For a moment we said nothing more. The breeze off the Gulf was cool and fresh that day, with a rueful salt tang. The rip in the umbrella flapped. The dark spot on the sand where the iced tea pitcher had spilled was already almost dry.
He snickered. "Did you see the table trying to escape? The fucking table?"
I also snickered. My hip hurt and my stomach-muscles ached, but I felt pretty good for a man who had almost laughed himself unconscious. " 'Alabama Getaway,' " I said.
He nodded, still wiping sand from his face. "Grateful Dead. Nineteen seventy-nine. Or thereabouts." He giggled, the giggle broadened into a chuckle, and the chuckle became another bellow of full-throated laughter. He held his belly and groaned. "I can't, I have to stop, but . . . Bride of the Godfather! Jesus!" And he was off again.
"Don't you ever tell her I said that," I said.
He quit laughing, but not smiling. "I ain't that indiscreet, muchacho. But . . . it was the hat, right? That big straw hat she wears. Like Marlon Brando in the garden, playing with the little kid."
It had actually been as much the sneakers, but I nodded and we laughed some more.
"If we crack up when I introduce you," he said (cracking up again, probably at the idea of cracking up; it goes that way when the fit is on you), "we're gonna say it's because I broke my chair, right?"

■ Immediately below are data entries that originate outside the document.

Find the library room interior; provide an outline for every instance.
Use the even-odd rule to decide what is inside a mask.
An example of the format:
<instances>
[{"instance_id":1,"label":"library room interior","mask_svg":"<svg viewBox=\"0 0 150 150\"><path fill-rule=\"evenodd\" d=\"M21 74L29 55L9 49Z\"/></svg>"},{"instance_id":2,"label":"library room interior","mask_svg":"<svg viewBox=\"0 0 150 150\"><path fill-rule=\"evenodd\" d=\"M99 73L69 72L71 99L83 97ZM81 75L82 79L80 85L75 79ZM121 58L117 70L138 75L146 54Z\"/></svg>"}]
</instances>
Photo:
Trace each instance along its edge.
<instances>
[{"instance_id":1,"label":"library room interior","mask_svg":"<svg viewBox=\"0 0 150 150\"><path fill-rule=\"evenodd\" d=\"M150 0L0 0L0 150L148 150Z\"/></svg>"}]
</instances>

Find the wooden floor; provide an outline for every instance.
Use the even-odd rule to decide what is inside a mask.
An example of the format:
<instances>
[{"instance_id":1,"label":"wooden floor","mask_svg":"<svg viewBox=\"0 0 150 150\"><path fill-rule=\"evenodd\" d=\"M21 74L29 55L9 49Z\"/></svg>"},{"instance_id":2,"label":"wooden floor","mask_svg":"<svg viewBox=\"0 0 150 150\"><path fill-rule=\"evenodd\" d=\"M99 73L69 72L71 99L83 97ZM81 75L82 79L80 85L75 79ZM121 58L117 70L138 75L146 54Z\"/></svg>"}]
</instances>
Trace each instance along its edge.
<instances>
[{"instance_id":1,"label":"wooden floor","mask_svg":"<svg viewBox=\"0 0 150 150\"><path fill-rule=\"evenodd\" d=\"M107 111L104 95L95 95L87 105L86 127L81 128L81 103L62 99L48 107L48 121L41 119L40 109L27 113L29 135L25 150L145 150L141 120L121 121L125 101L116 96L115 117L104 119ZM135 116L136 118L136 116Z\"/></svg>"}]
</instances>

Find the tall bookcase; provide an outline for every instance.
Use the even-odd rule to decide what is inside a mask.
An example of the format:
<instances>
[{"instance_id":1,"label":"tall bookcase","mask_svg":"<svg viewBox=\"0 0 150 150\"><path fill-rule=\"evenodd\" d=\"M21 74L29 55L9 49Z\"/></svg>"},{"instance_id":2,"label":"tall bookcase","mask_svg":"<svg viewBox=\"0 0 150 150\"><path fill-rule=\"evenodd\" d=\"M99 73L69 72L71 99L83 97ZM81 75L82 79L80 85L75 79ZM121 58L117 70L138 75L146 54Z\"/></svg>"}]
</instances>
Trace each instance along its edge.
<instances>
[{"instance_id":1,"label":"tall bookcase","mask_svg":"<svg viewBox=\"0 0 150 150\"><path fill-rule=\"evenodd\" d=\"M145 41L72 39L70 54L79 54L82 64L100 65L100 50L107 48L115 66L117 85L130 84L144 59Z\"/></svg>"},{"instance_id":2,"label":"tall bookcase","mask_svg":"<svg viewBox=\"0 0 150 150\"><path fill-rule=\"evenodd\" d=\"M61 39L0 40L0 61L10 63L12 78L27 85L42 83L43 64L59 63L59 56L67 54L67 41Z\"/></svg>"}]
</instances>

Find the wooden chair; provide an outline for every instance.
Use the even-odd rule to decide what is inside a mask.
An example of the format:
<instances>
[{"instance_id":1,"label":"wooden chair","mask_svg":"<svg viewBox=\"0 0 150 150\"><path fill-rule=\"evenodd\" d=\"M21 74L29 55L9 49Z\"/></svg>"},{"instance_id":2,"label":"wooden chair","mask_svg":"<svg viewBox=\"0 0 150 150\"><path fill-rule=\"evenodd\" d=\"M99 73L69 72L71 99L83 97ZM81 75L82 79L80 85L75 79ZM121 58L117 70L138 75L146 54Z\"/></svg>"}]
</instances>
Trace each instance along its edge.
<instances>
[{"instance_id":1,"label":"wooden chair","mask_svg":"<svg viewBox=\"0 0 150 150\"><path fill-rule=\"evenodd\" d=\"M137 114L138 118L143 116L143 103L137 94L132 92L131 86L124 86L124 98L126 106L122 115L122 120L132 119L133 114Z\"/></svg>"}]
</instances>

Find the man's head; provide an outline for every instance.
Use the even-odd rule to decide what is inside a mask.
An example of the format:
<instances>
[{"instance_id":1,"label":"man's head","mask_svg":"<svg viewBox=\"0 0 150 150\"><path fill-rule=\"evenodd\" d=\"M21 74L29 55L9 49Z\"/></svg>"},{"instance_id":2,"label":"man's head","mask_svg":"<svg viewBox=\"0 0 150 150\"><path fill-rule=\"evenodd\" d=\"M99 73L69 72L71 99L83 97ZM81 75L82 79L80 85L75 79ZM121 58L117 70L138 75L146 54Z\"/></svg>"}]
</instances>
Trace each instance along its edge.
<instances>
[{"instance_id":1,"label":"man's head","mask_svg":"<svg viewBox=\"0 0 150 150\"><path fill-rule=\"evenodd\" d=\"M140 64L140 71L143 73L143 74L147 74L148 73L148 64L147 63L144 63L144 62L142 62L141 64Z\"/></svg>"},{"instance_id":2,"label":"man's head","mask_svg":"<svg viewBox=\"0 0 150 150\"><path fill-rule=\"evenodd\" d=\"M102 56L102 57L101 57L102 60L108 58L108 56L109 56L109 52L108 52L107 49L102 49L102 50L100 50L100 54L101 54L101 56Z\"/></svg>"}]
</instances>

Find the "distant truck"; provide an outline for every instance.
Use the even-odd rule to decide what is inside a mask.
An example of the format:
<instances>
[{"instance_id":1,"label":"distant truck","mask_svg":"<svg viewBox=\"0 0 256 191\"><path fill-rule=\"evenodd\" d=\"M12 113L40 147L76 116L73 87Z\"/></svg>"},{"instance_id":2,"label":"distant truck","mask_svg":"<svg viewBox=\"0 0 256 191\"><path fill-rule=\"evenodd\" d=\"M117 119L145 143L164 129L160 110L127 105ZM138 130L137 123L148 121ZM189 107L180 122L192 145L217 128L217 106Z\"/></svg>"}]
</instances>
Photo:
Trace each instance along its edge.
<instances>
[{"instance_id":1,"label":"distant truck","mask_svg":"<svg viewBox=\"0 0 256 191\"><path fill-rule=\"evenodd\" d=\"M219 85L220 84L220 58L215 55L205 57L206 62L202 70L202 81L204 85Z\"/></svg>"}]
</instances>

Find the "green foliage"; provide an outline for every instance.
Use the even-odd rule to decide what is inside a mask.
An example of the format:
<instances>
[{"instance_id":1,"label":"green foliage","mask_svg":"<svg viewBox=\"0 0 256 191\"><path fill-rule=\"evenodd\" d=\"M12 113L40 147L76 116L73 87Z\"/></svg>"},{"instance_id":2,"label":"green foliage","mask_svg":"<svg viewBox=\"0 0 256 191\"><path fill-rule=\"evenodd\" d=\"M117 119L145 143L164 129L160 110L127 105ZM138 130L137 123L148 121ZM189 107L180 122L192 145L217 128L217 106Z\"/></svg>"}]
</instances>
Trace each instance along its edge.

"Right," I said. "What did you mean when you said she sort of is?"
"You really don't know?"
"No clue."
He pointed at Big Pink, which was looking very small in the distance. Looking like a long walk back. "Who do you think owns your place, amigo? I mean, I'm sure you pay a real estate agent, or Vacation Homes Be Us, but where do you think the balance of your check finally ends up?"
"I'm going to guess in Miss Eastlake's bank account."
"Correct. Miss Elizabeth Eastlake. Given the lady's age--eighty-five--I guess you could call her Ole Miss." He began laughing again, shook his head, and said: "I have to stop. But in fairness to myself, it's been a long time since I had anything to belly-laugh about."